Anomaly Detection
Know immediately when something drifts. Anomaly detection is a platform-level layer — it works on whichever modules you activate and watches the metrics those modules emit. No extra module to buy; no dashboards to rebuild.
How it works
- You pick the metric. Things like on-time rate, audit findings per day, agent cost per run, invoices sent per day.
- Choose a monitor type. Rule-based for concrete thresholds you already know ("fire if on-time rate < 85%"). Statistical when you don't know the threshold yet — the platform fits z-score or IQR bands over 30 days of history and alerts on outliers automatically.
- Detectors run automatically. Rule monitors every 15 minutes, statistical monitors every hour. No scheduler to configure, no SQL to write.
- Anomalies land in one inbox. The same hourly digest email you already get for findings and overdue invoices gains an "Anomalies detected" section. Each event deep-links to a detail page where you can acknowledge, resolve, or silence it for N hours.
What it catches
- Carrier SLA regressions. One carrier's on-time rate drops 10 points even though your aggregate looks fine — a per-carrier z-score monitor surfaces it the same hour.
- Agent cost spikes.
A prompt change pushes token spend 3x. The
agent.cost_per_run_centsrule fires before next month's bill shows up. - Review backlog warnings. Findings sitting unreviewed for 48+ hours indicates a user-adoption problem the moment it starts, not a quarter later.

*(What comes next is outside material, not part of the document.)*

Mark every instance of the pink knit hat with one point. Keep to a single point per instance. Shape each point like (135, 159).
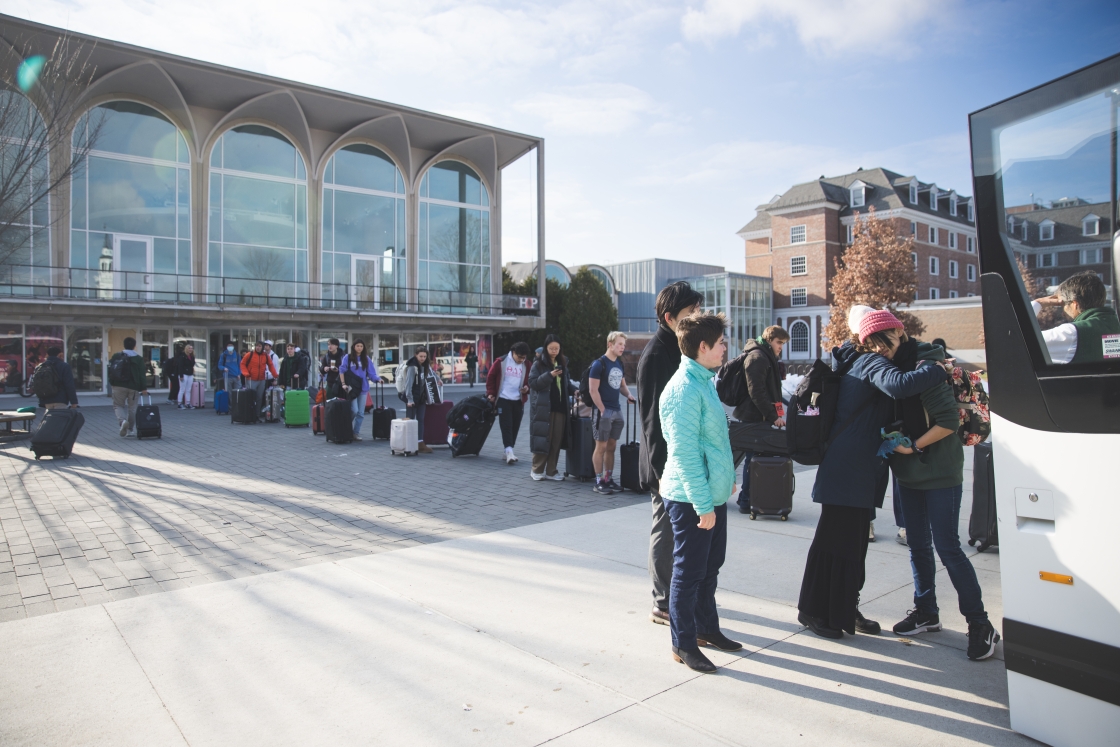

- Misconfigurations. Customer-invoice volume suddenly 5x normal? A runaway markup rule just sent test invoices to real customers. Catch it in the first hour, not the first complaint.
- Rate-card drift. New rate card uploaded that differs from the previous active one by >20%? Flagged for human review before it audits a single invoice.
Two detector types
Rule-based
Concrete thresholds: gt, lt,
outside_range. Optionally require the breach
to persist for N consecutive windows before firing.
Best for: KPIs with known contractual or business thresholds you'd want to hold the line on.
Statistical
Z-score band, IQR Tukey fence, or both combined. Fit against a configurable lookback (default 30 days) — today's history doesn't skew today's band.
Best for: count metrics and ratios where the "normal" range changes with volume and you don't want to hand-tune thresholds forever.
Event lifecycle
Every detected outlier moves through a simple state machine you control:
- Detected — just fired; in the next digest.
- Acknowledged — someone's looking at it.
- Resolved — fixed or no longer relevant.
- Silenced for N hours — known and being worked; don't email me.
No extra activation required. Anomaly detection
ships with every customer's platform from day one. Rules can be
edited at /settings/anomalies; events appear at
/anomalies.